If you're handy (I know you are, this is just a general statement) for about the same prices you can get (4) 280ah cells off Alibaba, add a BMS (also off Alibaba) and have 2.5x more power and a configurable BMS. This setup won't fit under the hood unless you really move stuff around. Anyway, your revised KISS setup is great and prob the best solution for 99% of us.

 

[TeCKis300]

Nice this is good upgrade to your original KISS - does that battery fit into the typical passenger side dual-battery spot (for example w/ Slee tray)? One comment on that battery, the BMS is set to allow discharge down to 10v which is pretty much 0% capacity, they even say you'll only get 2000 cycles vs 8000 (@50% discharge). Optimal is prob discharge voltage of 12.9v/20% so I'd keep an eye on that.
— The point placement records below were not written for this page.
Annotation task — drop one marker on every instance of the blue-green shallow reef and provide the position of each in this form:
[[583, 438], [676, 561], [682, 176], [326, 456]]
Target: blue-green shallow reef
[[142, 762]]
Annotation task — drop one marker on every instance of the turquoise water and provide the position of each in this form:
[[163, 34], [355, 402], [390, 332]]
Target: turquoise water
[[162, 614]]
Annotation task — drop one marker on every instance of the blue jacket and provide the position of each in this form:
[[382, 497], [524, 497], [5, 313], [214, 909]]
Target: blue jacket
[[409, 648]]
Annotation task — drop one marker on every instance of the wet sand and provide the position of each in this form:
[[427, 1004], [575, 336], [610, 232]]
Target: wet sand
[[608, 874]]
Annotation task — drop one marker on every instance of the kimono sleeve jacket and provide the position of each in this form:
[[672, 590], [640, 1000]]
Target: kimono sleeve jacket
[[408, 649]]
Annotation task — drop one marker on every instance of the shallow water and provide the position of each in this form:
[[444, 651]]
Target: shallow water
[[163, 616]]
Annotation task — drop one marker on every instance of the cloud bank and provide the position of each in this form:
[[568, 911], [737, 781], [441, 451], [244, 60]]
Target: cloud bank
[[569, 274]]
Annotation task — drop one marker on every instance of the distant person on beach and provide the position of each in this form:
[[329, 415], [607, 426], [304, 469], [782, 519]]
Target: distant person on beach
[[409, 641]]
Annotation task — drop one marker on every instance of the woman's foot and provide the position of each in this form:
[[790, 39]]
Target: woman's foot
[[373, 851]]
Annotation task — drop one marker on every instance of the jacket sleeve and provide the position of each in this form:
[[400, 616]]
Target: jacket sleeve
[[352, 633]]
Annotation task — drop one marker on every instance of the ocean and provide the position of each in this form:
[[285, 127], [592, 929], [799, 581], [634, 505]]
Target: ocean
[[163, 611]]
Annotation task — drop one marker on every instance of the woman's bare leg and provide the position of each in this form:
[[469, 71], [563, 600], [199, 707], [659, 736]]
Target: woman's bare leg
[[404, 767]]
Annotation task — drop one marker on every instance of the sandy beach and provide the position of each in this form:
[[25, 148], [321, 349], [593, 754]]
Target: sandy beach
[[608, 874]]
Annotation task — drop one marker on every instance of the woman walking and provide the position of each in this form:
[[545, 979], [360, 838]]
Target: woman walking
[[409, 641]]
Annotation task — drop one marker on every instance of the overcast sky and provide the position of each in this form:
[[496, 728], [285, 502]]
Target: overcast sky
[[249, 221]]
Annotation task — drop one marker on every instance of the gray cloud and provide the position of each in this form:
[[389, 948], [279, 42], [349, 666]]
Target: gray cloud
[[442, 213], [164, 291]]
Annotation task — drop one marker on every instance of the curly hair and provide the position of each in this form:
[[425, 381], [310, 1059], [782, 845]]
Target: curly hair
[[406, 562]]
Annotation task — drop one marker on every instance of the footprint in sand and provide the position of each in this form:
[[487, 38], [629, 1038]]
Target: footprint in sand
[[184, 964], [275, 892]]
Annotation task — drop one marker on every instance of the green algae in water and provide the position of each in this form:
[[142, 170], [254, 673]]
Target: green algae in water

Any thoughts of just not connecting it to your truck at all? In the end this is the route I went, left my standard dual battery setup as just a backup starter battery but if I didn't have this I'd prob still have gone this route, and keep one of those jump starters in the center console. I also added the ability to charge by plugging into an extension cord or solar, but this is also a downside as I don't have the ability to charge via alternator unless I added a unit like you have w/ the victron. Allows me to keep the fridges on while at home though, which I wanted since I don't always drive the truck often. It's still very KISS and bonus you can take it out of the truck if I want it to sit somewhere else at the campsite or need a mobile power solution.
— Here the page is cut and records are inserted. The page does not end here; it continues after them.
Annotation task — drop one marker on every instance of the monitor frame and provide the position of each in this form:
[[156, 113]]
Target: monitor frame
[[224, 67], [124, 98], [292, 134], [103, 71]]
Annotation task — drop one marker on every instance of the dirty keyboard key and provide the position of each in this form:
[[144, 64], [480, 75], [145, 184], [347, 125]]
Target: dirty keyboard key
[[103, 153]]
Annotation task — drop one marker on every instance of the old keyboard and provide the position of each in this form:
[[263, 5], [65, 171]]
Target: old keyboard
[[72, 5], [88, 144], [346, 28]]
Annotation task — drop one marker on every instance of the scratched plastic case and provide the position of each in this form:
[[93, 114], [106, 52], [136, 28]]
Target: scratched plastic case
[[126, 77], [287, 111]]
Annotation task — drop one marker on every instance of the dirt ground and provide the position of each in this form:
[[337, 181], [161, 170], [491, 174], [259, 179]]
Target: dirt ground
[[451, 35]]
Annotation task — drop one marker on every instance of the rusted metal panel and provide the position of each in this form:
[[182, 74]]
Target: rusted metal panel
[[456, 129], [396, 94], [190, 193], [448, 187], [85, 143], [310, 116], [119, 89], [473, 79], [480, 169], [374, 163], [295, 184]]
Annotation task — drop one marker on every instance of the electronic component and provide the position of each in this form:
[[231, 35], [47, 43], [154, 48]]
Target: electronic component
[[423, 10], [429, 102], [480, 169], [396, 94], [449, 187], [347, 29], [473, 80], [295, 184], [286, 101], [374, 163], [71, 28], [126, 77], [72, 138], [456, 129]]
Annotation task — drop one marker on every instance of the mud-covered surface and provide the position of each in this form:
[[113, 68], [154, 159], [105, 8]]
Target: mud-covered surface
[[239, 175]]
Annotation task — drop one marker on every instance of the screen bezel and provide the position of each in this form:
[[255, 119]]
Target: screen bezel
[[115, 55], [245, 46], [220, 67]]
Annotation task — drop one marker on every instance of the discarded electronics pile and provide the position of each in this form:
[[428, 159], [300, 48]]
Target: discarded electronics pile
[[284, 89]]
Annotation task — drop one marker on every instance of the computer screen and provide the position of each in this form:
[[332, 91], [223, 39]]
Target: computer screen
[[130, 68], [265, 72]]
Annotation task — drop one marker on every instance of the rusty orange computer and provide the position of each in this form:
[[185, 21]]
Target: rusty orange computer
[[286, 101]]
If you're handy (I know you are, this is just a general statement) for about the same prices you can get (4) 280ah cells off Alibaba, add a BMS (also off Alibaba) and have 2.5x more power and a configurable BMS. This setup won't fit under the hood unless you really move stuff around. Anyway, your revised KISS setup is great and prob the best solution for 99% of us.
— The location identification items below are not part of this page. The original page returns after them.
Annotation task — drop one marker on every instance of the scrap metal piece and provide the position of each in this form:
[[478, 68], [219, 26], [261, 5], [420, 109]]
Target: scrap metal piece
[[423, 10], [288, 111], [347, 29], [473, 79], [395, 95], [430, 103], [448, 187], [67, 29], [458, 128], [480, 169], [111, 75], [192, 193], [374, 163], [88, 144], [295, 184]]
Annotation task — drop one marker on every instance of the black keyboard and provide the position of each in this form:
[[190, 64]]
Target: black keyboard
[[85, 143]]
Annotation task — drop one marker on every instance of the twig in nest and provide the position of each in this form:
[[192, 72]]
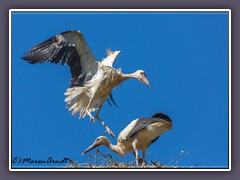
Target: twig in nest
[[113, 161], [177, 161]]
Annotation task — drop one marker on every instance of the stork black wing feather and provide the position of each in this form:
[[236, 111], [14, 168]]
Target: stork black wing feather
[[141, 124], [68, 48]]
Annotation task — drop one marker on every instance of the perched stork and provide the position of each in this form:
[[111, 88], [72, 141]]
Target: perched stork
[[92, 81], [138, 135]]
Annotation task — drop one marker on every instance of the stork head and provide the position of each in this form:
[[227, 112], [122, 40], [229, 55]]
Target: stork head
[[101, 140], [142, 77]]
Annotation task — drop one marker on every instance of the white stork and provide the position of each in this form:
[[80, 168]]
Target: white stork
[[92, 80], [138, 135]]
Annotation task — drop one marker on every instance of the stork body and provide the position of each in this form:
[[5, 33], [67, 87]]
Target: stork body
[[92, 81], [138, 135]]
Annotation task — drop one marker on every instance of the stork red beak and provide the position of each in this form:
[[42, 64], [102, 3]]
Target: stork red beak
[[94, 145], [144, 80]]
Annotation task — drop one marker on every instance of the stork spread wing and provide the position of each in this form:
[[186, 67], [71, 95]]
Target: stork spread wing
[[69, 48], [141, 124]]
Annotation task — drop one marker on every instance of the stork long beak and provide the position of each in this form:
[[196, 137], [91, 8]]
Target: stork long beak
[[145, 80], [94, 145]]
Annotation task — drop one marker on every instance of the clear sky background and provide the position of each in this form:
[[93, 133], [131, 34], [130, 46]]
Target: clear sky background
[[185, 57]]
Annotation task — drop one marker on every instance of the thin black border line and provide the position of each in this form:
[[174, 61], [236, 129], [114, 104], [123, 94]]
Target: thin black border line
[[228, 11]]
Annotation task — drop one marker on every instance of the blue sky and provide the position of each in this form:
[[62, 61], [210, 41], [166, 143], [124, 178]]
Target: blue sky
[[185, 57]]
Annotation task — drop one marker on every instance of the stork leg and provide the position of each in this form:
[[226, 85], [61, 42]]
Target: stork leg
[[135, 152], [144, 160], [103, 123], [92, 119]]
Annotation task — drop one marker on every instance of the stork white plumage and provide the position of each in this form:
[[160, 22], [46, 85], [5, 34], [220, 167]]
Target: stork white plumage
[[92, 81], [138, 135]]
I'm actually using a different battery than the one I linked as I needed a specific form factor. Don't really recommend them as they initially shipped me a battery that was fully discharged (into BMS protection). But the battery was pretty unique with high quality stainless case, built in meter, USB sockets, looked to be for a specialized OEM application. Will post pics of my install later.

I think it would be easy to find one that could fit the engine compartment. I would caution that position for heat and cold, though if one must, could probably really benefit from a heat shield.

Good point on the BMS protection. Even 2000 cycles is 5yrs of everyday use. I'll likely not baby the battery as there will likely be even better tech then. That said, the primary load is my Iceco fridge which has a built in settable low voltage cutoff.

As for not tieing into the car, surely that's an option. Or tie in only with solar. I find having flexibility and a balanced solution to be best. It's easy to get sucked into the bigger is better and get hung up over say a 30amp DC-DC monster.

I've had a 1000 Goal Zero lithium for the last 4 yrs of camping, with only a 5A DC-DC charger and it did great for my use. Only used the portable 100W solar on a few occasions.

I have a home charging solution that I'll post a pic of tonight.

 

[dubyahard]

I've thought of doing the segregated version using solar. Right now, my solar just charges a primary/solo G31 AGM with a Overland Solar MPPT. I'm considering a Lithium batt in the back connected only to the solar and a panel to plug in the fridge, USB-A/USB-C and shore power. I already have a lithium jump pack. As I already have power to the rear, I could just add the DC-DC controller later, at any time.

I also live in Portland, so not really realistic to have only the LiFePo4 100Ah running the fridge non-stop with no charge from the truck.

 

[sdnative]

This looks familiar.

I thought you were a big fan of the power station (Yeti, etc?) Why the shift?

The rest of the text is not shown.